How do you find the center and radious of this equation?

In general form, the equation of a circle on its plane is

x^2 + y^2 + ax + by + c = 0

This can be written as

(x + a/2)^2 + (y +b/2)^2 + c - (a^2)/4 - (b^2)/4 = 0

(x + a/2)^2 + (y + b/2)^2 = (a^2 + b^2 - 4c)/4

So, the center is at (-a/2, -b/2) and the radius is r = (sqrt(a^2 + b^2 - 4c))/2, provided a^2 + b^2 - 4c > 0. If it is 0, the circle reduces to its center.

In your case, the center is at (5, 6) and the radius is sqrt(100 + 144 + 32)/2 = sqrt(276)/2 = sqrt(39)

We have to complete the square... x^2 - 10x (add and subtract 25) y^2 -12y ( add and subtract 36)

It is x^2 - 10x + 25 -25 y^2 -12y +36 -36 - 8 = 0 -->

(x -5)^2 + (y -6)^2 = 69 ...

In the standard form the center is (h,k) and the radius is sqrt(r^2)

then, the center is (5,6) and the radius is r = sqrt(69) OK!
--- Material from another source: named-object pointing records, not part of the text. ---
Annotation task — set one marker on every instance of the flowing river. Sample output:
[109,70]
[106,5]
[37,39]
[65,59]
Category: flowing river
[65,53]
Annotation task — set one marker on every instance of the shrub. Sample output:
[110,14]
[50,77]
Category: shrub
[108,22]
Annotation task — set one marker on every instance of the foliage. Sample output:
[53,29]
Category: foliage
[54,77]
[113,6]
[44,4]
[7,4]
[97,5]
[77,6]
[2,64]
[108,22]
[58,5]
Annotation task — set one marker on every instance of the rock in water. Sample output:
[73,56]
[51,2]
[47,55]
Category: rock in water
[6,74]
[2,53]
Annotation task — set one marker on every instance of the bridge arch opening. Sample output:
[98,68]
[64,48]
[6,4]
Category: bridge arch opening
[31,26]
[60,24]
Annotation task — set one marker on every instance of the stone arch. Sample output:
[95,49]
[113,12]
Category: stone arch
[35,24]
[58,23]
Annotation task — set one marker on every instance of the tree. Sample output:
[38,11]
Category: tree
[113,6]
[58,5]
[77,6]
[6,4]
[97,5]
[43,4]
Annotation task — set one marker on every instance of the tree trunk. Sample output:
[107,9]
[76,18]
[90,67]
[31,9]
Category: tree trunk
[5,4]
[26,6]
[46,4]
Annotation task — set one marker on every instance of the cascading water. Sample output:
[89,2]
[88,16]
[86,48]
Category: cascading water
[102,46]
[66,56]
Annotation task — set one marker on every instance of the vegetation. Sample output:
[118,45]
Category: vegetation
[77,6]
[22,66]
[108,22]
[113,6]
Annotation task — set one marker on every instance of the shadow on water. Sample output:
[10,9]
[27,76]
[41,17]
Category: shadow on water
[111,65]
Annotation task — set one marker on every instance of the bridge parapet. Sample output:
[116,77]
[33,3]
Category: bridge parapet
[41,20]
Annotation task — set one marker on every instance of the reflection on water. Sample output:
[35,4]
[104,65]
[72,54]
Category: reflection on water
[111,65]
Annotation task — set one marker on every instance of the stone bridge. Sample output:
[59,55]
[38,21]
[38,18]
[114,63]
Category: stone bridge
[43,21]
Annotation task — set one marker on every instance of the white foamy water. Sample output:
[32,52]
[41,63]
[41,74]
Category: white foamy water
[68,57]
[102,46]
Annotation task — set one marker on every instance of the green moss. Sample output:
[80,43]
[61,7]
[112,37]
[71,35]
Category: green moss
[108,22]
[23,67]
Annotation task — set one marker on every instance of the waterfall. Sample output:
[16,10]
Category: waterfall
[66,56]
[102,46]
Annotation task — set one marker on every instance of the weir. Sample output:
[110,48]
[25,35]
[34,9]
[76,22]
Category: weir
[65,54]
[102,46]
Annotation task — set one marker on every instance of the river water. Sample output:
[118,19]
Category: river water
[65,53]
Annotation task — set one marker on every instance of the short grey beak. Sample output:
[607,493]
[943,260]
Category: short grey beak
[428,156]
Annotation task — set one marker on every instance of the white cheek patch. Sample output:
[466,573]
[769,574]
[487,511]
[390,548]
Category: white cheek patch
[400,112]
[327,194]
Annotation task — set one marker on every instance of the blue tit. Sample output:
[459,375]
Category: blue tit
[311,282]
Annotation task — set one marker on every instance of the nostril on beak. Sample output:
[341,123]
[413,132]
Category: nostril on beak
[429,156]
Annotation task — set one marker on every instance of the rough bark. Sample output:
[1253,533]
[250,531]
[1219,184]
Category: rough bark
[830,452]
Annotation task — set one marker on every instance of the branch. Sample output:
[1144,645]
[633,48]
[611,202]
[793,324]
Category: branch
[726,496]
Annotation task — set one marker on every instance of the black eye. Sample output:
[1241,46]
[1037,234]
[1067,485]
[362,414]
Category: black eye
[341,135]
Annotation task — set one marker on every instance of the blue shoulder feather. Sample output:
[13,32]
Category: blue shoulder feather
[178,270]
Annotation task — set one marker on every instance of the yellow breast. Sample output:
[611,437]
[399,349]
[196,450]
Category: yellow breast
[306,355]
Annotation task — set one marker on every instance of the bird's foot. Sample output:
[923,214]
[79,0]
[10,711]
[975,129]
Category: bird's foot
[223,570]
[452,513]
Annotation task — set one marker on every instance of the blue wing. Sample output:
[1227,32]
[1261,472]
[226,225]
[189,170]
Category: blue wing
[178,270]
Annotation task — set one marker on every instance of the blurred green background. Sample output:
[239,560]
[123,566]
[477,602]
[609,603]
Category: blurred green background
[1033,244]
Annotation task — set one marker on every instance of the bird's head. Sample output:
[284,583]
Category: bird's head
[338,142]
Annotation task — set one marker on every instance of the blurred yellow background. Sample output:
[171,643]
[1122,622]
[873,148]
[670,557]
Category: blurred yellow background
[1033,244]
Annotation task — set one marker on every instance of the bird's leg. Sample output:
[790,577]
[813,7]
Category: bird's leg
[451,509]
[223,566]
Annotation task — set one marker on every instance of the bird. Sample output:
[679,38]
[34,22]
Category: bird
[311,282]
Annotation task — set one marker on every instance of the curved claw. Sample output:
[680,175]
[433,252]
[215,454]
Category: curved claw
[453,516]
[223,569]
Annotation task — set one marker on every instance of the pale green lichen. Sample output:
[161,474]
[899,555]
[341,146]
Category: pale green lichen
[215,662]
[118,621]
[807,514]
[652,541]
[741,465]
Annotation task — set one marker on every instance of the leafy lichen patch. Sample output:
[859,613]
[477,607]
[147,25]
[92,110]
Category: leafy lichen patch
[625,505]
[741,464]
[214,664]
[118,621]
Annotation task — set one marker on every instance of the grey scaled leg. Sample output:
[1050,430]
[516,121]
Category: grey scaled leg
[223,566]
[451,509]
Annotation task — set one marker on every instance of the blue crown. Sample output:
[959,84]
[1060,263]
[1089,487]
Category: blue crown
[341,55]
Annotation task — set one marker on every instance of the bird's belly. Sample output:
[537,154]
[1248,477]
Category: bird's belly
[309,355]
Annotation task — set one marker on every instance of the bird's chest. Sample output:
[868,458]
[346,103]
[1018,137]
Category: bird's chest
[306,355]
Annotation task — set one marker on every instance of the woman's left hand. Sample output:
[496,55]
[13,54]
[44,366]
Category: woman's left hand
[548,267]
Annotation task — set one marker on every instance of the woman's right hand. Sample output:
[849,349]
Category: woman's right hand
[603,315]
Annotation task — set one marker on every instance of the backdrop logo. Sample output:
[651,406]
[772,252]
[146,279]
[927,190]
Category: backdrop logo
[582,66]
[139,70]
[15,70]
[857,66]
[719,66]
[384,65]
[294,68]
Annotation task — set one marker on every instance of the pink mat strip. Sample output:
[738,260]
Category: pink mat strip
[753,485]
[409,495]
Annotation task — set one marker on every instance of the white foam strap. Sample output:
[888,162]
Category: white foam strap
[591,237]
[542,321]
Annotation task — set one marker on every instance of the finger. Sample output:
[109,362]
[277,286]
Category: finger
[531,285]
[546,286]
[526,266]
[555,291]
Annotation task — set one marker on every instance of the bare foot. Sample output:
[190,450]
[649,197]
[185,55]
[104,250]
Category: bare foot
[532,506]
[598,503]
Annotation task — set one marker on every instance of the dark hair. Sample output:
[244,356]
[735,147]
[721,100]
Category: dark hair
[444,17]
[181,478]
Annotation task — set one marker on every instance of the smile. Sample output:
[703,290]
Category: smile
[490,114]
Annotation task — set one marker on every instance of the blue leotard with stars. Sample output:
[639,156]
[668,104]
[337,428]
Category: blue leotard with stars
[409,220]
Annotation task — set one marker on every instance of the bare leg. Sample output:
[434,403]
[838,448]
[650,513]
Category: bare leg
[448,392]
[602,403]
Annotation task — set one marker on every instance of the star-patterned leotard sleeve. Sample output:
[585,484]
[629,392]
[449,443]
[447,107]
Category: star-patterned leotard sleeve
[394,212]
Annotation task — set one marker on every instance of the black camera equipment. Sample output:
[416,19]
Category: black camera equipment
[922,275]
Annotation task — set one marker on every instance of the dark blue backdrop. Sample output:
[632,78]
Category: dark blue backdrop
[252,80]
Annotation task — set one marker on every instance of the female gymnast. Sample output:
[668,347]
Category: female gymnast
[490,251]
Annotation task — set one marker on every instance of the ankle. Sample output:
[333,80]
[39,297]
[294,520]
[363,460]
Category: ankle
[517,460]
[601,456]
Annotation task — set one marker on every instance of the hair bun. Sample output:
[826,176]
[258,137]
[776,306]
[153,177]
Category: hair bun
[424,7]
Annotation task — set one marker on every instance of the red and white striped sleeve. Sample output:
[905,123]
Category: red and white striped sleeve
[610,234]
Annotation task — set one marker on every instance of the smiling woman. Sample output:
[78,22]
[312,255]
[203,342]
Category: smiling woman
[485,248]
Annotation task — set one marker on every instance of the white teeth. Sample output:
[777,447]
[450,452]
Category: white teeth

You have do something called completing the square for both the "x"s and the "y"s:

x² - 10x + 25 + y² - 12y + 36 - 8 = 25 + 36

(x - 5)² + (y - 6)² -8 = 61

(x - 5)² + (y - 6)² = 69

Thus the coordinates of the centre are (5, 6) and the radius is √69.

x^2 + y^2 - 10x - 12y - 8 = 0

x^2 + y^2 - 10x - 12y = 8

Complete the square of x and y by adding 25 and 36 as shown below

(x^2 - 10x +25)+(y^2- 12y+36) = 8+25+36

(x-5)^2 +(y-6)^2 =69 = {sqrt(69)}^2

Here h =5 and k =6 and r = sqrt(69)

Hence centre are(5,6) and radius = sqrt(69).......................Ans

If the standard equation of the circle is x^2+y^2+2gx+2fy+c=0, then centre = (-g,-f) and radius = sqrt(g^2+f^2-c). Thus for your problem Centre = ( 5, 6) and radius = sqrt(69).